Thanks to the WiGLE team for allowing use of their database for this project and to the Google team for the use of their API services.
Also, thanks to Gus for drawing the logo for this project.
Special thanks to the CS483 advisors/instructors for their help in getting this project started.
To run this script, please follow the steps below.
- First, clone/download the Repo and ensure you are on the master branch.
- Then you'll need to extract the data from the Registry of the computer in question, following these steps.
- Go to the windows start menu, and type “regedit.” Click on it, then hit yes when you are prompted.
- Drop down the “Computer” key if it isn’t already, and then drop down the “HKEY_LOCAL_MACHINE”
- Keep dropping down the keys until you reach the NetworkList key at this path: \Software\Microsoft\Windows NT\CurrentVersion\NetworkList
- Right click on the “NetworkList” Key and then ensure that you are exporting only the selected branch, not the entire Registry. Export it to the git repo you cloned/downloaded.
- Save this file to the registryTracker directory.
- Then, you can run
python3 getCoords.py regFile.reg [WiGLE API KEY] [Google Geocode API KEY]to get the output from the file. See below for notes on these keys. This will output a JSON with all the data you need, which is the input filename concatenated with data.json. Save this for later use. Then, it will also print out two lists, one with SSIDs it found, and the other with SSIDs it couldn't. - Visit this website to upload your JSON data.

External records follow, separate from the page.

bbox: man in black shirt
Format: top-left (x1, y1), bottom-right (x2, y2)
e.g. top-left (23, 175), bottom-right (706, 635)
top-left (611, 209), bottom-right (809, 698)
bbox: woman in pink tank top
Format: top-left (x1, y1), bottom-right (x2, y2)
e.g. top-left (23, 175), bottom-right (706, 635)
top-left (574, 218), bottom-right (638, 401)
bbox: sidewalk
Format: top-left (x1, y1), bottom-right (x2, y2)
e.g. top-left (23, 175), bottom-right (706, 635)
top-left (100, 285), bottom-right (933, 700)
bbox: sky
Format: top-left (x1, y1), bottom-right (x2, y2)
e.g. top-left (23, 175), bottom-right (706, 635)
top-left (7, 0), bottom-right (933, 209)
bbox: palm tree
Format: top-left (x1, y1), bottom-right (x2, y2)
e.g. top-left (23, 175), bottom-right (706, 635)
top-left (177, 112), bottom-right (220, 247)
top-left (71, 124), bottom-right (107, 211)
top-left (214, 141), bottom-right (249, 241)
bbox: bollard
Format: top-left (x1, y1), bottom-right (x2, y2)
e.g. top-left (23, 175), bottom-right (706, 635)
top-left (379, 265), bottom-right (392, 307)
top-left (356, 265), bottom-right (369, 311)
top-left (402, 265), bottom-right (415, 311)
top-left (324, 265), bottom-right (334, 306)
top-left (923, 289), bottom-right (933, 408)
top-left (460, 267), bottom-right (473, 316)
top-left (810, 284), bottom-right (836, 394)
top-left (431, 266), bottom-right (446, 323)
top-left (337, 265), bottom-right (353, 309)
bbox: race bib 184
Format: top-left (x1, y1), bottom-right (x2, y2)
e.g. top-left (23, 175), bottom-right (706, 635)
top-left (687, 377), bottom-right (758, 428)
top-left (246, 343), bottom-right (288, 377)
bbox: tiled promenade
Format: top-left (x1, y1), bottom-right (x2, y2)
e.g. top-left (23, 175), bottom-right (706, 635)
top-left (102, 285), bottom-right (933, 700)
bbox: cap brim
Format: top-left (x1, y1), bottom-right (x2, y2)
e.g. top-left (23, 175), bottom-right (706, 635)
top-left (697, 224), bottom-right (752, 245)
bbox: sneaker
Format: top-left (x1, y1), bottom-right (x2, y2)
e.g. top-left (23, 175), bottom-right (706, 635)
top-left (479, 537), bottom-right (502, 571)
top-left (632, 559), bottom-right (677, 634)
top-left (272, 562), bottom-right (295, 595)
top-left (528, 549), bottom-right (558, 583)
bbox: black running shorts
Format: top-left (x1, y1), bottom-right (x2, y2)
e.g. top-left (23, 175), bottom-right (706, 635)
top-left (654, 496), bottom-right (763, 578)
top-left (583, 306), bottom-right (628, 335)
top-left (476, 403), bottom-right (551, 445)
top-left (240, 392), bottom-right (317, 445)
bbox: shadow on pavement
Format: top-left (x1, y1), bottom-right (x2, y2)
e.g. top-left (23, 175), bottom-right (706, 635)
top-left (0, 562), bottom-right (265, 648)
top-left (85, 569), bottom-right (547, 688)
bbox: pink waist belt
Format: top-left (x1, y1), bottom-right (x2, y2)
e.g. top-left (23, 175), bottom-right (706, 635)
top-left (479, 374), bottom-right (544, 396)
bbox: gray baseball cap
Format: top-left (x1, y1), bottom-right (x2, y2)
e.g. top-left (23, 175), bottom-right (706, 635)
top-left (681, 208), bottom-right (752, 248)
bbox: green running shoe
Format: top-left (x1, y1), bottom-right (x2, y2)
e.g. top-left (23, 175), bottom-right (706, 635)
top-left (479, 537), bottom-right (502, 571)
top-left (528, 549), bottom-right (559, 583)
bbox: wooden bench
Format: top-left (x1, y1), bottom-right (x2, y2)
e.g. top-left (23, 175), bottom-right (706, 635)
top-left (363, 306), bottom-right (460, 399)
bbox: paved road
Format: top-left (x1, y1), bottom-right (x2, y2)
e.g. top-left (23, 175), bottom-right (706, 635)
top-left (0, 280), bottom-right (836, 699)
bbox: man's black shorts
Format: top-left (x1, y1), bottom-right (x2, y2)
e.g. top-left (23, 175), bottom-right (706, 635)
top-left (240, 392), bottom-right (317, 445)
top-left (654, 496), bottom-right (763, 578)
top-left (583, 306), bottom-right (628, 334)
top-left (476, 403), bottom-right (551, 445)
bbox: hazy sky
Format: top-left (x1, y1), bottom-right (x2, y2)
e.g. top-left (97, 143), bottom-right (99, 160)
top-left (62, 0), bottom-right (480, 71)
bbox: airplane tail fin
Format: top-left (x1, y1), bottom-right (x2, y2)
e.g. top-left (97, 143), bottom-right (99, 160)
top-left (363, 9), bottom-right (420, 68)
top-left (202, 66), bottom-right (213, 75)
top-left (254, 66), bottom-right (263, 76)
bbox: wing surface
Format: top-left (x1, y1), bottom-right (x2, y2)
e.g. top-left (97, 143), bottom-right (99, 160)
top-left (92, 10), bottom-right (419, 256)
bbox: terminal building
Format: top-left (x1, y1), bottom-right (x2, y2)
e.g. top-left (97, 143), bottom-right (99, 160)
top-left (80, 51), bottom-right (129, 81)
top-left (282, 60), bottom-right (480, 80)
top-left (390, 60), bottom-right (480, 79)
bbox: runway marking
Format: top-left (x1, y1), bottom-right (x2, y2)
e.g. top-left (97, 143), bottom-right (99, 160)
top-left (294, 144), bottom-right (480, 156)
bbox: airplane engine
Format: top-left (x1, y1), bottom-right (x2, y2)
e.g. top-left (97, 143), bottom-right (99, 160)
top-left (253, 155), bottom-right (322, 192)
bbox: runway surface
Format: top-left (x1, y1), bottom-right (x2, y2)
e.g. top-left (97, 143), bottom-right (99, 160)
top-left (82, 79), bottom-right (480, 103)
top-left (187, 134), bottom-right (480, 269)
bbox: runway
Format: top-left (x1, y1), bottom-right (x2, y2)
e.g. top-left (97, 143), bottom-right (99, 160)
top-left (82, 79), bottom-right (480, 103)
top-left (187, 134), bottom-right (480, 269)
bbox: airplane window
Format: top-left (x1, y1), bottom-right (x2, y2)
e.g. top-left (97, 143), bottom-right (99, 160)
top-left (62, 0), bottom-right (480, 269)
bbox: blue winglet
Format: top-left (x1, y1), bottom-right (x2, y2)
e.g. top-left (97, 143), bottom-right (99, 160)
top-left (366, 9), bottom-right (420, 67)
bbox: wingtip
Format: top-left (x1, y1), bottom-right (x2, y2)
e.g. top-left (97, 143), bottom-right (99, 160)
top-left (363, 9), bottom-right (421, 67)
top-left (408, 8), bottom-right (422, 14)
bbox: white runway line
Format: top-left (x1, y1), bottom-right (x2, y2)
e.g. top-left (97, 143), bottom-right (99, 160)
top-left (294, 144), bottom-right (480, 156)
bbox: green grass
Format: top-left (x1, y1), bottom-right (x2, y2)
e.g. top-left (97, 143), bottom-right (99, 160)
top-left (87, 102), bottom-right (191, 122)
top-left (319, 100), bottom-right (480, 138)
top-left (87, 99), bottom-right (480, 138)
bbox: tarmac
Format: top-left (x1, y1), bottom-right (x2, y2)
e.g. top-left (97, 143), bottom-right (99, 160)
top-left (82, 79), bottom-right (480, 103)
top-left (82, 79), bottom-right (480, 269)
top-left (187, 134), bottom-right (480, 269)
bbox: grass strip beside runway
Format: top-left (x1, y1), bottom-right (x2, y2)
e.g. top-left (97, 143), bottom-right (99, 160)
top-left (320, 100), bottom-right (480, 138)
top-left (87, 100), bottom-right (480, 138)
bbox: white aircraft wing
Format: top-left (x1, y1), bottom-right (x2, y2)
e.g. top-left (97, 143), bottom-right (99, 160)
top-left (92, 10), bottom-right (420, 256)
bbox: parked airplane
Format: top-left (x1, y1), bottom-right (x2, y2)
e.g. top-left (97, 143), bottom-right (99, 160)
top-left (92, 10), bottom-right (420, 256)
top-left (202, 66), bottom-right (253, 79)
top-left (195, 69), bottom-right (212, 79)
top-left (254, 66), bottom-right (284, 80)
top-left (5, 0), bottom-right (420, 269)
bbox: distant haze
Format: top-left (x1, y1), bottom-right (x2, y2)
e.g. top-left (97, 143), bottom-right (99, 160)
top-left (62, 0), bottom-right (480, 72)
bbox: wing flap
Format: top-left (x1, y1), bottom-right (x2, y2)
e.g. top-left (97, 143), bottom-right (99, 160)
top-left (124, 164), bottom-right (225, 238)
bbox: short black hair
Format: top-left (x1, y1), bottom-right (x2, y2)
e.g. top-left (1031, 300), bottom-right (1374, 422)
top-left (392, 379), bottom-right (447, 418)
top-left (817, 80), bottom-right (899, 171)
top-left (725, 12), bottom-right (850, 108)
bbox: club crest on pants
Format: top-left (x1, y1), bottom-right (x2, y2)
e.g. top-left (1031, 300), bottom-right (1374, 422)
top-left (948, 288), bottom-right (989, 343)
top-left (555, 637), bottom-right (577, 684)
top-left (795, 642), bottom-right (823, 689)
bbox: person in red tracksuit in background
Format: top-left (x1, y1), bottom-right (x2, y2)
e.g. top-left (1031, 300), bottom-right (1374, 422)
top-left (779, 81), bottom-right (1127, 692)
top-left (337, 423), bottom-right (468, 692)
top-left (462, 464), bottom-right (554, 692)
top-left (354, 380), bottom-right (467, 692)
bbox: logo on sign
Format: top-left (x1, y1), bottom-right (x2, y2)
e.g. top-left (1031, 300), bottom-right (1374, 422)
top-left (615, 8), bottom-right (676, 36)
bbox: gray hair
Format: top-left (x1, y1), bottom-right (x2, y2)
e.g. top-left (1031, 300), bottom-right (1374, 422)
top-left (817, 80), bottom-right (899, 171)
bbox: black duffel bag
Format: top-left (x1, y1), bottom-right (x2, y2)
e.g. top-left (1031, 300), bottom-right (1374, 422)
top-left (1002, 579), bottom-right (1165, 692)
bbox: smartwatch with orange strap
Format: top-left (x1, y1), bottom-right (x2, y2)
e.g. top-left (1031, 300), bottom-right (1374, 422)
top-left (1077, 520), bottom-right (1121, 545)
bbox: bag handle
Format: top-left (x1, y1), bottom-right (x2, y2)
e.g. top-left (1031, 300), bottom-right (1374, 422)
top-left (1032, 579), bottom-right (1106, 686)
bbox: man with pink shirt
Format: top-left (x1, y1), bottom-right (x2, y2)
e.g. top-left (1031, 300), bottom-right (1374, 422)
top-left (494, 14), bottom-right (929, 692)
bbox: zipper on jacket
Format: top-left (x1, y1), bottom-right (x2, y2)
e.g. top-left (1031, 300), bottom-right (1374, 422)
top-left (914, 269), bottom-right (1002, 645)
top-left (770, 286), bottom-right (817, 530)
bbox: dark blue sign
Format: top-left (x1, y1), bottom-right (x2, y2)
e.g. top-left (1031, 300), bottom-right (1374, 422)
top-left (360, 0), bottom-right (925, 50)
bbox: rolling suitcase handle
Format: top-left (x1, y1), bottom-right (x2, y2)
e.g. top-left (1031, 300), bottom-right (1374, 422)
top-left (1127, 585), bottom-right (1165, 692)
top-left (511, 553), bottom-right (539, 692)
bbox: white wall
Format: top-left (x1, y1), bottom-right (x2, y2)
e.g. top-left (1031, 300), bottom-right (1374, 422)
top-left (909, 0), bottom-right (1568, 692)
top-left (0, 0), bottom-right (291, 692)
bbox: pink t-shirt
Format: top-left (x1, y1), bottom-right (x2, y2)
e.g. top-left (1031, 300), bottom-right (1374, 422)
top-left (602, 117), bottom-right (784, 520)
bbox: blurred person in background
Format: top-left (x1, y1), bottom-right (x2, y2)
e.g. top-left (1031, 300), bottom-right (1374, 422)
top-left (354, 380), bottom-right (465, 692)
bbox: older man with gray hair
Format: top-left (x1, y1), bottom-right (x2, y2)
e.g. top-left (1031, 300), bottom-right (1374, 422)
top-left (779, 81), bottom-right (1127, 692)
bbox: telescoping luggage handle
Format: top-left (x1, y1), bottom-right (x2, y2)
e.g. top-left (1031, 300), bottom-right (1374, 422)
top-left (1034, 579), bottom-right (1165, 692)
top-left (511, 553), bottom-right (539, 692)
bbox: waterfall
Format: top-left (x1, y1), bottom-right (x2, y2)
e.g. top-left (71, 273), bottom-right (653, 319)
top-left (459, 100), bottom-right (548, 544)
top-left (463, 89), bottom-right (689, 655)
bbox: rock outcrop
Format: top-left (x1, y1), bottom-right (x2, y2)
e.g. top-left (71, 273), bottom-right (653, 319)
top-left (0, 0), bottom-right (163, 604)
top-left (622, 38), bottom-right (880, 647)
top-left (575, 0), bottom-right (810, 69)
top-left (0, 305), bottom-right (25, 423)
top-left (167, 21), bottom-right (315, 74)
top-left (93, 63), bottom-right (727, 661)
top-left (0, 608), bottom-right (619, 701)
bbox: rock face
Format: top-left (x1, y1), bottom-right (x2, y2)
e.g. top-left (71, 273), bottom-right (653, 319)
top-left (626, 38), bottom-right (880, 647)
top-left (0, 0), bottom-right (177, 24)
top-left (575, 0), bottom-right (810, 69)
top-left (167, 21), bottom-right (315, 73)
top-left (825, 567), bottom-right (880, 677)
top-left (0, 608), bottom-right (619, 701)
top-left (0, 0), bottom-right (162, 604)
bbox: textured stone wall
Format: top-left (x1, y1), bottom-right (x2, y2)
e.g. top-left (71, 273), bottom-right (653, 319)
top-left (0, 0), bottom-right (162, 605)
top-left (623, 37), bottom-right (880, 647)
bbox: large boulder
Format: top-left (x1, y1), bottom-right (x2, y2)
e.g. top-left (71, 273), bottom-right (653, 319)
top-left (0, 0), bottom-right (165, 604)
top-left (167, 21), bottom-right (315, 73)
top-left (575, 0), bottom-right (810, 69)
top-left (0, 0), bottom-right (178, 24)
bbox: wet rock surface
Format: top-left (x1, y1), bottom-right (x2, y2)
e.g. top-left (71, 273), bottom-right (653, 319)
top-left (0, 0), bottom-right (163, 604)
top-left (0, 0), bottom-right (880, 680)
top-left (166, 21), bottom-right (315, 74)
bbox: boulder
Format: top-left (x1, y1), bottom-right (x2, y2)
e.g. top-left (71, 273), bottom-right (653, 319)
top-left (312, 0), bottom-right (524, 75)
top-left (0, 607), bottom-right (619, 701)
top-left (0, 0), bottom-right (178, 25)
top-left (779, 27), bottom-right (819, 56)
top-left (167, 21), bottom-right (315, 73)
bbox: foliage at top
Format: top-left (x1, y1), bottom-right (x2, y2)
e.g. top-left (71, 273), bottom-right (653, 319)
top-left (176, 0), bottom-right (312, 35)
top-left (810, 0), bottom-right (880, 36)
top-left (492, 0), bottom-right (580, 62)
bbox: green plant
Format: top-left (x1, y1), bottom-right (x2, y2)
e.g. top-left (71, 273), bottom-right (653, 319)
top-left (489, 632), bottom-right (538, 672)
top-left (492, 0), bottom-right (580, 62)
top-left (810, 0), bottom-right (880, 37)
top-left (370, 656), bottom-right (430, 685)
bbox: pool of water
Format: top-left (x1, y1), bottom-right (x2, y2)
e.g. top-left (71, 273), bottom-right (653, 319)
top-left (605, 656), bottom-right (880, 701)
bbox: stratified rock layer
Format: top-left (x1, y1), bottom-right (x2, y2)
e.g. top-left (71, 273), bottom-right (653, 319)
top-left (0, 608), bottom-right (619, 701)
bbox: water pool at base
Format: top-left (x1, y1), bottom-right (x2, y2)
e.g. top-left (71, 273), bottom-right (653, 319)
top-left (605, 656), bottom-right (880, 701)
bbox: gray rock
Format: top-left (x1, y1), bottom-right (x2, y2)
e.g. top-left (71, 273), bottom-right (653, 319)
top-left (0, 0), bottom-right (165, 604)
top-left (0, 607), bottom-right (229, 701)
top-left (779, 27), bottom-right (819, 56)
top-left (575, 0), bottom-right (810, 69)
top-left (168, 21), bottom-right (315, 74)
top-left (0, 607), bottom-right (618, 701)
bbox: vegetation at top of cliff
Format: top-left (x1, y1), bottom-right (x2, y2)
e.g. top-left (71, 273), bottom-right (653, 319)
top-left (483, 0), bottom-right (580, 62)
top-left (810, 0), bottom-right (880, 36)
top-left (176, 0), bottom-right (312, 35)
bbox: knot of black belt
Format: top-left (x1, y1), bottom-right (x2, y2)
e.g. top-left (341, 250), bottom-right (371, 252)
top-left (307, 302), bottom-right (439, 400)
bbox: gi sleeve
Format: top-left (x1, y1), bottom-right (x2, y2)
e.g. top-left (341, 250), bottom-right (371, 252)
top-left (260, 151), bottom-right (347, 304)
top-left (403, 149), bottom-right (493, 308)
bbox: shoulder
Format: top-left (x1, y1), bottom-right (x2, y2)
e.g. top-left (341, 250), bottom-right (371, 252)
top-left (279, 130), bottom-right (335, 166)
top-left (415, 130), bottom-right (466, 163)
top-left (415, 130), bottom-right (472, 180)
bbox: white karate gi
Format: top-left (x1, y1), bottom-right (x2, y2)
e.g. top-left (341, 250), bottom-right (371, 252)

- Finally, import the JSON from earlier, hit enter, and the page will display the locations of the SSIDs in the registry file. Before importing any new files, it is best to delete the old markers so that map will not get cluttered.
Google Geocode is a service that allows you to turn an address or name into a latitutde and longitude. In order to get a Google Geocode API Key, you'll need to visit here: https://developers.google.com/maps/documentation/geocoding/get-api-key
WiGLE is a crowd-sourced database of BSSID's mapped to a location via their wardriving app. To obtain a key from them, go to: https://api.wigle.net/ Once you have a key, go to the "Your Account" Page, and click "Show my Token". From there, a box will give you a key that says "Encoded for Use:" feed this key into the python script for use. You may need to request more access, at the time of writing, WiGLE API is in Beta and they have a low limit on the database. You may not even have enough queries to perform a full check on a single registry.